Saturday, October 26, 2013

cheap energy created the anthropocene

At http://math.ucr.edu/home/baez/balsillie/ John Baez has slides from his recent talks on the characterization of climate change and what we will do about it. They are clearly thought out and presented, as always. Climate change is just one aspect of the anthropocene: the new era created by human activity. One of the todo actions is to leave fossil fuels in the ground.

The elephant in the room of this story is that our best chance to leave fossil fuels in the ground is to find cheaper energy and the only realistic chance of that lies in developing nuclear power. The trouble is that the anthropocene has arisen from cheap energy. It lets us destroy habitats, destroy fish stocks, and much more. Cheaper energy will make this worse, even if it fixes the CO2 problem. The answer will lie in extending the 19th/20th century idea of a national park, to create an international park which is a substantial subset of the biosphere. The other side of the coin is the human conquest of space.
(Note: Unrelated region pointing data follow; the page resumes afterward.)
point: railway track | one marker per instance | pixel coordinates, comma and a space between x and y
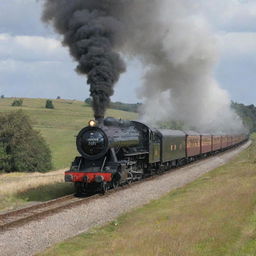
19, 217
24, 215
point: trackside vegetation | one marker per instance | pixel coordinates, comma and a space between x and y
213, 216
22, 149
60, 125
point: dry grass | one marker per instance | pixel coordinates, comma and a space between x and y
19, 189
15, 183
213, 216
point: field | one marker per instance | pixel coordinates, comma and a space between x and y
59, 127
213, 216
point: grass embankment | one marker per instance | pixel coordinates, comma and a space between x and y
59, 127
215, 215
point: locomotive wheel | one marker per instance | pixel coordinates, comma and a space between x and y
79, 188
115, 183
129, 178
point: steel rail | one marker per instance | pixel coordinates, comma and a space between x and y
19, 217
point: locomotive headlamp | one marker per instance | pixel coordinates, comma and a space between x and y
92, 123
There are many lifeless worlds out there, just waiting for us to make them more interesting.

Friday, October 25, 2013

scientific errors in medicine

The obesity-health saga is an interesting example of scientific error. There is a clear correlation between being overweight and having various health problems, particularly Type 2 diabetes. So nobody looked more closely at that. Everyone is advised to lose weight.
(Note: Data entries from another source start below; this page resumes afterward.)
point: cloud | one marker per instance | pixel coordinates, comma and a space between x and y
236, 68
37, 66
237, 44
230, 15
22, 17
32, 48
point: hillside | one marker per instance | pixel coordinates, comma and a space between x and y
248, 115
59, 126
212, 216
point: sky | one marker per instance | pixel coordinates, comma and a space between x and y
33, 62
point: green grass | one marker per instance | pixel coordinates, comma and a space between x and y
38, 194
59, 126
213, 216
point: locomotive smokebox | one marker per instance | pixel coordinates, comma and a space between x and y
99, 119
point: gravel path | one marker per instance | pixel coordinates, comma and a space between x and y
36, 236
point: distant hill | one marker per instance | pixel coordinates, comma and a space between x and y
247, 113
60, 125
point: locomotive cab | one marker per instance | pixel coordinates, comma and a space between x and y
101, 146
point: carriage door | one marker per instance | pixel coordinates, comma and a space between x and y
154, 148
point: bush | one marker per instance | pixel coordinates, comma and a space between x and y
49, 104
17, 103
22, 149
But then they did look more closely and low and behold we find: For most people, carrying extra weight is actually protective. At any given level of fitness it is better to have more weight.

So why is carrying weight associated with disease? The answer is that most people who are fit are relatively slim because it is hard to keep the weight on if you get fit. So being overweight is correlated with lack of fitness, and that is the problem. If you can be fit and keep the weight, with a high proportion of muscle, then that is ideal.

Medical science seems particularly prone to jump to conclusions based on correlation alone, but it is an easy mistake in many disciplines. Medical science is pretty good at other sorts of errors, including pure guesswork, like "eating fat makes you fat" (most people lose weight on a high fat low carb diet); or eating cholesterol will increase your cholesterol levels leading to heart disease.